NLDS: Homer di Tellez dà ai birrai una vittoria su Atlanta


MILWAUKEE — Corbin Burnes è rimasto solo sul monte venerdì, un triangolo di guai che già minacciava di sommergere i Milwaukee Brewers nel primo inning di una partita di playoff.

Jorge Soler, battitore leadoff di Atlanta, aveva convertito un conteggio di 1-2 in una passeggiata. Ci sono voluti nove lanci, inclusa una palla passata, per portare Freddie Freeman e mettere lui e Soler sugli angoli. Ora il battitore n. 3 di Atlanta, Ozzie Albies, si è spinto verso il piatto dopo una stagione regolare di 30 homer.

Il cutter di Burnes lo aveva tradito durante i primi due battitori di questa serie di division della National League. Ci è tornato comunque. Albies oscillò e atterrò innocuo verso il primo. Soler si è diretto troppo lentamente verso casa per battere un tiro di Rowdy Tellez, che era già salito per primo. Quattro tiri (incluso un solo cutter) più tardi, l’inizio minaccioso e promettente di Atlanta non aveva portato a nulla e Burnes era diretto alla panchina dei Brewers.

Portava un no-hitter nel quinto e usciva dopo il sesto, dopo averne eliminati sei e aver ceduto due valide e nessun punto. Tellez ha fatto il resto, quando, con Avisail Garcia già in base nel settimo, ha martellato la palla veloce a 95 miglia all’ora di Charlie Morton a circa 411 piedi e ha dato a Milwaukee le uniche run di cui avrebbero bisogno per prevalere, 2-1, nel gioco 1.

“Un sacco di volte, la maggior parte dei grandi successi nella postseason, sono homer”, ha detto Brian Snitker, manager di Atlanta. “Ne hanno colpito uno e noi no.”

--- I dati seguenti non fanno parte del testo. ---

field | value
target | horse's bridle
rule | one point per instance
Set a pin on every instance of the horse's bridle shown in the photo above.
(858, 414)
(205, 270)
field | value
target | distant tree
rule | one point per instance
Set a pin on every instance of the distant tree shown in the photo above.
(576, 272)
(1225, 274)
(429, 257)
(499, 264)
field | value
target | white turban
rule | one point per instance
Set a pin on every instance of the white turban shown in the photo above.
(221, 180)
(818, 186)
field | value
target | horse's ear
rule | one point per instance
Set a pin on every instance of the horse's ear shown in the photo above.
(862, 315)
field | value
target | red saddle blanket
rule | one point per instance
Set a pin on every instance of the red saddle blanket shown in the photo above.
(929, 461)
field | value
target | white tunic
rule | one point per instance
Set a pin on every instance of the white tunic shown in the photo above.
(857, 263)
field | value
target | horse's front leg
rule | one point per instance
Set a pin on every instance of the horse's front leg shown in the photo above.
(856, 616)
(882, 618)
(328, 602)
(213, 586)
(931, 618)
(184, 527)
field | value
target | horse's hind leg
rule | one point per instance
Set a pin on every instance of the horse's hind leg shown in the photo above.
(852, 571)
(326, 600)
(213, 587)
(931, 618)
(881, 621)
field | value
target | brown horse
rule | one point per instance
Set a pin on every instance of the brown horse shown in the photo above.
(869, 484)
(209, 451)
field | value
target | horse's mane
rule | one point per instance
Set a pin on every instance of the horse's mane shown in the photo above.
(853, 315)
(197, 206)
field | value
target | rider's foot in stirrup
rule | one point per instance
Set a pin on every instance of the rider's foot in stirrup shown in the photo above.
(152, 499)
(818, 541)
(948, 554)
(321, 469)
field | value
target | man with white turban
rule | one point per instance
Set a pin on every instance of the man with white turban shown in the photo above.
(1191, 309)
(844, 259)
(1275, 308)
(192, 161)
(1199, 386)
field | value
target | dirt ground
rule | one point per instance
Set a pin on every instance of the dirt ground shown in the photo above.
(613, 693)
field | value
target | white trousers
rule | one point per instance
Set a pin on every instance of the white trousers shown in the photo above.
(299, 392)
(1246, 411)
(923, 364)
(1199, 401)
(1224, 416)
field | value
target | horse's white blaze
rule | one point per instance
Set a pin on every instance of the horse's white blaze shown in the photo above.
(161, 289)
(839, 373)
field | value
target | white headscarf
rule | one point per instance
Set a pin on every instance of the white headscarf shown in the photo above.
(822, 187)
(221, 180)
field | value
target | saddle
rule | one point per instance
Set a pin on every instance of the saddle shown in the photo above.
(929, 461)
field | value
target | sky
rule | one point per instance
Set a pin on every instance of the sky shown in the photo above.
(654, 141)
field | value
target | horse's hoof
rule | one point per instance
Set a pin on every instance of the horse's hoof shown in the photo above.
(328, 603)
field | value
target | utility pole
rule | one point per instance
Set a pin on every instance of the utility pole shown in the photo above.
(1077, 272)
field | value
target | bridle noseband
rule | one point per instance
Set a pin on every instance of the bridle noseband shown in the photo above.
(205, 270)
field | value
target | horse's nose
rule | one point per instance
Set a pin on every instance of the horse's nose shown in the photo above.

Gara 2 è in programma sabato a Milwaukee; la serie al meglio delle cinque si sposterà ad Atlanta per un massimo di due partite a partire da lunedì prima di tornare potenzialmente a Milwaukee giovedì per uno scontro finale in gara 5.

Almeno venerdì, nessun inning è stato più cruciale del primo.

“Il baseball post-stagione è tutto incentrato sullo slancio”, ha detto Burnes. “Quando una squadra prende lo slancio, è difficile fermarlo ed è difficile invertire la rotta. Quindi Rowdy che ha fatto quel gioco lì ovviamente ci ha dato lo slancio, ma ha fermato il loro slancio. Avevano il primo e il terzo, nessuno fuori. Avrebbe potuto intensificarsi rapidamente”.

Che i Brewers vincessero il loro matchup inaugurale della postseason contro Atlanta mantenendo il punteggio basso non sorprenderebbe praticamente nessuno intorno a Milwaukee, dove il pitching è stato un’arte alta quest’anno.

Se volevano litigare, non avevano scelta. La formazione di Milwaukee, anche con l’ex vincitore del Most Valuable Player Award Christian Yelich, ha gestito una media della stagione regolare che era buona solo per il penultimo in NL Anche i Brewers hanno appena colpito per il potere, finendo ottavo in NL in fuoricampo della stagione regolare.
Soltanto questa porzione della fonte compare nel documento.